One form which the fuel atomizer/burner has taken is that of a rotating cup having a tapered inner surface extending from a first narrow end to a second expanded end of the cup. When a liquid fuel is provided to the inner surface of the tapered spinning cup at its narrow end, friction causes the fluid to rapidly attain the same tangential speed as the cup. The centrifugal force acting upon the fluid in a direction along the length of the cup causes the liquid to flow toward the lip, or rim, of the cup adjacent to its expanded end portion, which flow is oppposed by viscous drag. By varying the design and operation of the cup, e.g., its degree of taper, its angular velocity, etc., the thickness of the liquid fuel layer may be substantially reduced to promote the break-up of the fuel sheet which forms at and is discharged from the edge of the rotating cup into small droplets for improved fuel atomization and enhanced combustion.
The prior art discloses various fuel nozzle, or burner, arrangements for directing a liquid fuel into a combustion chamber for ignition and burning therein. One such approach is disclosed in patent application Ser. No. 564,127, filed Dec. 21, 1983 in the name of Larry W. Carlson, and assigned to the assignee of the present application. This fuel injection device includes a tubular housing axially mounted at a throat section thereof onto a combustion chamber. An axially adjustable pintle defines an annular chamber between the tubular housing and the combustion chamber. Axial adjustment of the pintle serves to constrict or enlarge the throat opening into the combustion chamber for regulating injection of the fuel into the combustion chamber. In cooperation with the fuel flow through the pintle, there is also provided means for injecting and swirling an oxidant or another fuel within the annular chamber. The discharges are such as to provide generally concentric impinging flows of fuel and oxidant into the combustion chamber. This arrangement provides an efficient means for controlling the tangential and radial directional components of oxidant flow entering the combustion chamber to permit shaping of the combustion plume within the combustion chamber to recirculate hot combustion gases for stable and symmetrical combustion conditions.

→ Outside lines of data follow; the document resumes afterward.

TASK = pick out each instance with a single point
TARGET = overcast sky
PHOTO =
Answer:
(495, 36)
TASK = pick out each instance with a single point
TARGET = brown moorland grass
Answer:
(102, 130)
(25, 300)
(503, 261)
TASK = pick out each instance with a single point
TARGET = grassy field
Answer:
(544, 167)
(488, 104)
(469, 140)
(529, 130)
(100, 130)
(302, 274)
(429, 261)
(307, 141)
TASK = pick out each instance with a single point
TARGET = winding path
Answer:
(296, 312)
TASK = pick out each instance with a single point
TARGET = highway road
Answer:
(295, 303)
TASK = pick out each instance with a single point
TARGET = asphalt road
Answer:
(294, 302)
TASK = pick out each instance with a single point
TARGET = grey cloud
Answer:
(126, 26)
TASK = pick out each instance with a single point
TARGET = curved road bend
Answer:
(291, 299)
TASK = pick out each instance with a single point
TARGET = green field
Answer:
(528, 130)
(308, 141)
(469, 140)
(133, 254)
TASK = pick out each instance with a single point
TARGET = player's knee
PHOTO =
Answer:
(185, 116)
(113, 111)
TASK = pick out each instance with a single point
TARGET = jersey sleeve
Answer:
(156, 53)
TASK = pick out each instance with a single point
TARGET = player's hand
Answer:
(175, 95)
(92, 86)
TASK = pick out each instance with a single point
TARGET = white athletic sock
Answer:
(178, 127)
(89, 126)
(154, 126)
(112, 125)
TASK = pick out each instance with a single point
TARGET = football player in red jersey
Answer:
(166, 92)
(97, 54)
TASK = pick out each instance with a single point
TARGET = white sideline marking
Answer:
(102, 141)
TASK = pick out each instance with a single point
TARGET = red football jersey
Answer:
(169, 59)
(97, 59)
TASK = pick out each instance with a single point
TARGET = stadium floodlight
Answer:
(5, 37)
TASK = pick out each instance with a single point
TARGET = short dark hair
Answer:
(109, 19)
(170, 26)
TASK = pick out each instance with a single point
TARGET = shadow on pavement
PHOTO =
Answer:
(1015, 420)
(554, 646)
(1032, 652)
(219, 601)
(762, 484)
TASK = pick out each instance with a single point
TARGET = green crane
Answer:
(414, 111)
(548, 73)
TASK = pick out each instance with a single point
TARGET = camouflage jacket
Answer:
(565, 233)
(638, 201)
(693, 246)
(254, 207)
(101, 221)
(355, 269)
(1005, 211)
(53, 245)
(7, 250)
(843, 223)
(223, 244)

In general, prior art fuel burner arrangements for use with coal-water slurry fuels have suffered from various limitations. For example, the build-up of unburned carbon residue adjacent to the exit of the fuel delivery tube reduces the fuel flow within the system and degrades the combustion characteristics of the injected fuel. In addition, prior approaches have met with only limited success in attempting to atomize the fuel slurry to particle sizes on the order of the coal particles suspended within the slurry for preheating the coal and improving its combustion ignition. Failure to fully atomize the fuel slurry leads to the deposit of large collections of fuel particles within the combustion chamber and results not only in inefficient combustion but also leads to combustion chamber fouling as its operating characteristics are degraded by the unburned fuel, or slag, which collects therein.
The present invention thus represents an improvement over the prior art by providing a rotating cup burner arrangement for use with a coal-water mixture fuel which applies a thin, uniform sheet of fuel onto the inner surface of the rotating cup, inhibits the collection of unburned fuel on the inner surface of the cup, reduces the slurry to a collection of fine particles upon discharge from the rotating cup, and further atomizes the fuel as it enters the combustion chamber by subjecting it to the high shear force of a high velocity air flow.